A safra da tainha está prestes a começar mas o Ministério do Meio Ambiente ainda não lançou as normativas e os pescadores artesanais não sabem se poderão sair para o mar. Em 2018, muitos pescadores iniciaram a atividade sem a licença. Houve demora na decisão da existência ou não das cotas para o pescado e da forma de trabalho.

“Todo mundo quer tainha e o pescador artesanal não tem mais nem o direito de pescar. Brigamos para ter uma licença de 3 meses e se não tiver, a polícia coloca uma metralhadora na cara, como se fosse bandido”, afirmou Valdori Almeida, representante da Associação de Pescadores da Lagoinha e Ponta das Canas

“É tanta burocracia e atraso que os jovens não querem mais dar continuidade ao trabalho. Estamos lutando pela licença única, afinal a pesca da tainha traz um desenvolvimento econômico importante.

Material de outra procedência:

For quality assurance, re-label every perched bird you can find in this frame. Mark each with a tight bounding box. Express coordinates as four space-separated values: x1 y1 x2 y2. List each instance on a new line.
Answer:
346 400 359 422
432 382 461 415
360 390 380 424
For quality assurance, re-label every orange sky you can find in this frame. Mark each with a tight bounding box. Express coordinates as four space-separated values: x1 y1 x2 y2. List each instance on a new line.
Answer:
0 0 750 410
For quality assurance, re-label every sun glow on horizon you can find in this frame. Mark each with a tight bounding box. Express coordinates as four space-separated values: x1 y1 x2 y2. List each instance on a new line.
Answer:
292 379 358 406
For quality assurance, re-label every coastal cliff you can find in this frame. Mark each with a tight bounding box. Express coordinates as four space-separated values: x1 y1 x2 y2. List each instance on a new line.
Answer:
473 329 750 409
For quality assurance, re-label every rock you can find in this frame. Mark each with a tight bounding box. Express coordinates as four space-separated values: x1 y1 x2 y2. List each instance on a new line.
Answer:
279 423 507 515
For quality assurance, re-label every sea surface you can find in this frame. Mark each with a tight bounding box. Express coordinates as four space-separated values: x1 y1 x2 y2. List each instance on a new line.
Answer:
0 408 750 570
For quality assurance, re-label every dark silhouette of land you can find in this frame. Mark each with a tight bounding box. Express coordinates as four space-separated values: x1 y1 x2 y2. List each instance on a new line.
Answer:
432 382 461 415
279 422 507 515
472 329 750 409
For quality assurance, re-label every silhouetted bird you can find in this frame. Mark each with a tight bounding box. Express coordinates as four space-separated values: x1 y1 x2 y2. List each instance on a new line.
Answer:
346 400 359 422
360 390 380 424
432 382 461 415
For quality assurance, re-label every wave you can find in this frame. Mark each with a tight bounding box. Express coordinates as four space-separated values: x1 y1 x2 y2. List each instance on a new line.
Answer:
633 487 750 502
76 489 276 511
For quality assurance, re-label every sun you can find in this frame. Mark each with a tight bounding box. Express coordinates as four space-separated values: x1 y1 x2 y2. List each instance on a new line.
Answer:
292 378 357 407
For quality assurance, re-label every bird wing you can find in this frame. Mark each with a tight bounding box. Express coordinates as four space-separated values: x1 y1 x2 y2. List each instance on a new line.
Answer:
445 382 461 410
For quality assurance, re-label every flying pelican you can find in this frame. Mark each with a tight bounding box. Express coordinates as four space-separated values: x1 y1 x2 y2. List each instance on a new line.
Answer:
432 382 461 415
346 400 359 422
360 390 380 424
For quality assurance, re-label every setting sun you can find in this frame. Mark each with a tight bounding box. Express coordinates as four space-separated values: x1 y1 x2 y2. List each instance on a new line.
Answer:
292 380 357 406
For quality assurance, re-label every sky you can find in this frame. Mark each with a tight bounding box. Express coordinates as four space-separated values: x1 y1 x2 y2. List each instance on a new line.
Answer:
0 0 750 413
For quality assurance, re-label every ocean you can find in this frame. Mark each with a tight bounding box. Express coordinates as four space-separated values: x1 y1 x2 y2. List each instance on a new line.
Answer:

Hoje a agricultura leva 95% dos recursos, enquanto a pesca, somente 5%.” afirma Adriano Weickert, superintendente da Pesca do município

Daniella Canavesso , representante do Ministério da Pesca e Agricultura, disse que os pescadores precisam revalidar as licenças até 30 dias antes do vencimento da mesma: “Tanto embarcação, quanto o profissional precisam estar habilitados”.

“Isso é inadmissível, faremos o máximo possível, para que ano que vem não ocorram esses problemas”, disse Renato Geske (PR) Vereador presidente da Comissão.

Também estiveram presentes o Ibama, a Polícia Militar Ambiental de Santa Catarina, o Sindicato dos Pescadores e várias associações de pescadores da cidade.